Are there any alternative Vacation Benefit payment options?

The Plan provides options beyond a direct payment for your Vacation Benefit.

Union Dues and Assessments: If you have elected to have your Vacation benefit deposited into the Union Building Trades Federal Credit Union, you will be able to assign the Credit Union to transfer funds to the Council or a Local Union for the payment of union dues and assessments on your behalf. This is a convenient way to make sure you do not become delinquent.

Dependent Care Expenses: You will be offered the option to allocate vacation contributions to a Dependent Care Flexible Spending Account (FSA) each year. The Dependent Care FSA can reimburse you for eligible childcare expenses in a calendar year on a pre-tax basis.

If you have a delinquent Annuity Plan loan, your vacation benefit will continue to be applied to that debt under your Pledge Agreement with the loan.

Can I lose my Vacation Benefit?

You will lose any unpaid Vacation Benefits if you lose eligibility for active employee health benefits due to leaving Covered Employment as your chief source of livelihood or perpetrate fraud or similar misconduct against the Fund.

All Vacation Benefit payments which are returned from the financial institution on file can only be re-issued if a written request is filed with the Fund office within 36 months of the original payment date.

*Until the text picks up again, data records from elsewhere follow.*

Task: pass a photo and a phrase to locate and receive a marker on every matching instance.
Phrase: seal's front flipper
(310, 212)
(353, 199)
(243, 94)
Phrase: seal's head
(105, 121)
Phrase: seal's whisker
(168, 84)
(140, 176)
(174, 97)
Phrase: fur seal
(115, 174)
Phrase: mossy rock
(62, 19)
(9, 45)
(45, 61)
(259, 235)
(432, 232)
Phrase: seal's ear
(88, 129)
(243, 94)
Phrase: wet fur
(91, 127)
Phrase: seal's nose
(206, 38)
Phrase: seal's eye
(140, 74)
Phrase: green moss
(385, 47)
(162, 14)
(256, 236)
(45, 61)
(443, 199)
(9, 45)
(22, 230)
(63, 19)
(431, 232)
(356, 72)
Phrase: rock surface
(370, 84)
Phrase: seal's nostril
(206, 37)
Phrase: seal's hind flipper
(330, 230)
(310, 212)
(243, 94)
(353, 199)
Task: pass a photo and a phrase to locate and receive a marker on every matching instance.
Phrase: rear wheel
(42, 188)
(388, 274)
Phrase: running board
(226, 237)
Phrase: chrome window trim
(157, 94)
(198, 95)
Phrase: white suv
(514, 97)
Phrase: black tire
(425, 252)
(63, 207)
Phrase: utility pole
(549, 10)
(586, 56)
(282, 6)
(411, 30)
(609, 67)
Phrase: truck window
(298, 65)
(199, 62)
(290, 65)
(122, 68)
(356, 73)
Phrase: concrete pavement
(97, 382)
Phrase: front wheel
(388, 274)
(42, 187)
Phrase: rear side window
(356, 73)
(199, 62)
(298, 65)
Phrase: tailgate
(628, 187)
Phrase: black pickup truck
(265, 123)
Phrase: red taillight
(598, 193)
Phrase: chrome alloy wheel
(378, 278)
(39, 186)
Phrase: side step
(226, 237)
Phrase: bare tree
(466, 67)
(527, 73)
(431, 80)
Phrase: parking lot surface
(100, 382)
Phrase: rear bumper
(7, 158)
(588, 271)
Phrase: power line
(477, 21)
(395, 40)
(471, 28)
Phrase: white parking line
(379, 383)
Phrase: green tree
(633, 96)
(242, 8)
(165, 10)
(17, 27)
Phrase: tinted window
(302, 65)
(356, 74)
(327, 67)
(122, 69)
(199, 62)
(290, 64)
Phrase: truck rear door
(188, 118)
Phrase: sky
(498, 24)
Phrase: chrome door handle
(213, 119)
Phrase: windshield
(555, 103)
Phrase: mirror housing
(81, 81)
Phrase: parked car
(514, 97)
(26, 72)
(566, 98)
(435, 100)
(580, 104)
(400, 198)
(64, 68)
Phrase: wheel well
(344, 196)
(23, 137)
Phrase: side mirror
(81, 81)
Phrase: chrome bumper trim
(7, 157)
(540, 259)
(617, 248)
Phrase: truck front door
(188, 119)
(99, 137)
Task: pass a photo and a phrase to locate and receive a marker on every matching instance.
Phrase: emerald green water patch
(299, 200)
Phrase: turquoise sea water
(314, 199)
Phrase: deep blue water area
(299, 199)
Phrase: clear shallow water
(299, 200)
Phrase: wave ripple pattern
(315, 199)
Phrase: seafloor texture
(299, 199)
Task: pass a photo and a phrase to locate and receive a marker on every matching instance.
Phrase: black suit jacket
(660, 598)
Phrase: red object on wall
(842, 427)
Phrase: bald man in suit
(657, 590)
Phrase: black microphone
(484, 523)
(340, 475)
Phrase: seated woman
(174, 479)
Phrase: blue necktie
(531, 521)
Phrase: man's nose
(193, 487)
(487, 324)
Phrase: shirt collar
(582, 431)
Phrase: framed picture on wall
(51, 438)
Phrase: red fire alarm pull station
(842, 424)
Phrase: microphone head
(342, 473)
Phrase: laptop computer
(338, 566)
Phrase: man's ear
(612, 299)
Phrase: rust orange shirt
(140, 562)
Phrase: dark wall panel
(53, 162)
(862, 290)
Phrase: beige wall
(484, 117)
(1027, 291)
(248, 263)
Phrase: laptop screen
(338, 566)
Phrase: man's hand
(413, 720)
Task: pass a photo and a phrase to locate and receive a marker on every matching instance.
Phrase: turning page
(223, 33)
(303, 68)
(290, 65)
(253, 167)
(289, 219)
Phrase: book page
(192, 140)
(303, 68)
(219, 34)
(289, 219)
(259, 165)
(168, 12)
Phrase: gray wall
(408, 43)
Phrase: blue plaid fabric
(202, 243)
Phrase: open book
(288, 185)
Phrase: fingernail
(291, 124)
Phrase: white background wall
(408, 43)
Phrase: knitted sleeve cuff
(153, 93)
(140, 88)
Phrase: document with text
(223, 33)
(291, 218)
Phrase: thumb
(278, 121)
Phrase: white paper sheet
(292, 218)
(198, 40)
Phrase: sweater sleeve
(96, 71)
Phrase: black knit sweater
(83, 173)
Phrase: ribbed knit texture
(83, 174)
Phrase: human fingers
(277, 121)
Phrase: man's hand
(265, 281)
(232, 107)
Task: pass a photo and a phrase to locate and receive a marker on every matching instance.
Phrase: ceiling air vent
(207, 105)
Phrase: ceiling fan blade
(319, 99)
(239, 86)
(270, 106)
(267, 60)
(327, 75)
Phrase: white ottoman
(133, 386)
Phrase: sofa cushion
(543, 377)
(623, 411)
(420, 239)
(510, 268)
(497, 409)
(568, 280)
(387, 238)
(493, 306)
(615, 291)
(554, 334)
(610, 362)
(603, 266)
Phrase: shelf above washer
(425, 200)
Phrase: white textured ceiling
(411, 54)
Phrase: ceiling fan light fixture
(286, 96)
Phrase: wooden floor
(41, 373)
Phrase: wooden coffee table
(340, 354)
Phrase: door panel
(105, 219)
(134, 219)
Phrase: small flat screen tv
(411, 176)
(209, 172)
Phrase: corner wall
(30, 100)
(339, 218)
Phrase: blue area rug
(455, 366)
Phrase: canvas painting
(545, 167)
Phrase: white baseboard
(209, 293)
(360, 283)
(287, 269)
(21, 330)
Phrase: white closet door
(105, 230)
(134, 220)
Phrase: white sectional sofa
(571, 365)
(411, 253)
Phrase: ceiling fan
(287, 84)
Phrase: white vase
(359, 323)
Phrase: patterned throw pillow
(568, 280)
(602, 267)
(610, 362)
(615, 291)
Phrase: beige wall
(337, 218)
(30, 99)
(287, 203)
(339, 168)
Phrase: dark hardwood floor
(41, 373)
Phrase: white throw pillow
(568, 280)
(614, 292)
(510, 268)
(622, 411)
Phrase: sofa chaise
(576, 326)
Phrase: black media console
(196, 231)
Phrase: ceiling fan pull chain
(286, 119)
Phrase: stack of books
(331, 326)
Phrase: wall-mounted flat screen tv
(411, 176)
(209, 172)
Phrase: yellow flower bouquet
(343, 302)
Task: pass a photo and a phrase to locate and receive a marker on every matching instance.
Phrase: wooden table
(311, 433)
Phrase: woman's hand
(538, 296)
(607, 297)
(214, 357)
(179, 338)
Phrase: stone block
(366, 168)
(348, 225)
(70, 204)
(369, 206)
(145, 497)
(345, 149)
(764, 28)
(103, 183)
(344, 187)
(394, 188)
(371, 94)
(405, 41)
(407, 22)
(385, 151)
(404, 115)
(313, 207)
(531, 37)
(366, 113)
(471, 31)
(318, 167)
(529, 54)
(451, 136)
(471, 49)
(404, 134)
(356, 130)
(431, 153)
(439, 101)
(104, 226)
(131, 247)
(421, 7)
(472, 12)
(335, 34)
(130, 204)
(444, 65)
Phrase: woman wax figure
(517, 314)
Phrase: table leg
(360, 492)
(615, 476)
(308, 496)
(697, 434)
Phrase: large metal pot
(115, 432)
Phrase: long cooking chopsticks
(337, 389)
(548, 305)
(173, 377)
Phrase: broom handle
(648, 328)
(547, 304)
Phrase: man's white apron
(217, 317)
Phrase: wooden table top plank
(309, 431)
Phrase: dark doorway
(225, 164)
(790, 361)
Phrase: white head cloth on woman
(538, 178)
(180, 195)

How can I appeal a Vacation Benefit error?

If you do not receive a vacation payment or believe the amount is wrong, you can appeal the absence or the amount of your vacation payment within 180 days after the end of a Vacation Payment Date month. The appeal must be sent to the Fund Office in writing; include paystubs or comparable documentation of your work hours and be received by the Fund office by the due date. An appeal will follow the procedures for a Post Service Benefit.

Vacation benefits are not insured and are based and paid solely on contributions actually paid to the Health & Welfare Fund. Your employer may fail to remit monies deducted from your pay due to financial troubles, bankruptcy or other reasons. It is your responsibility to retain payroll documents supplied by your employers to verify your Vacation Benefit contributions. If there is a discrepancy in your Vacation Benefit account, it is your responsibility to supply the Fund Office with documentation to allow collection of any additional amounts due from your employer.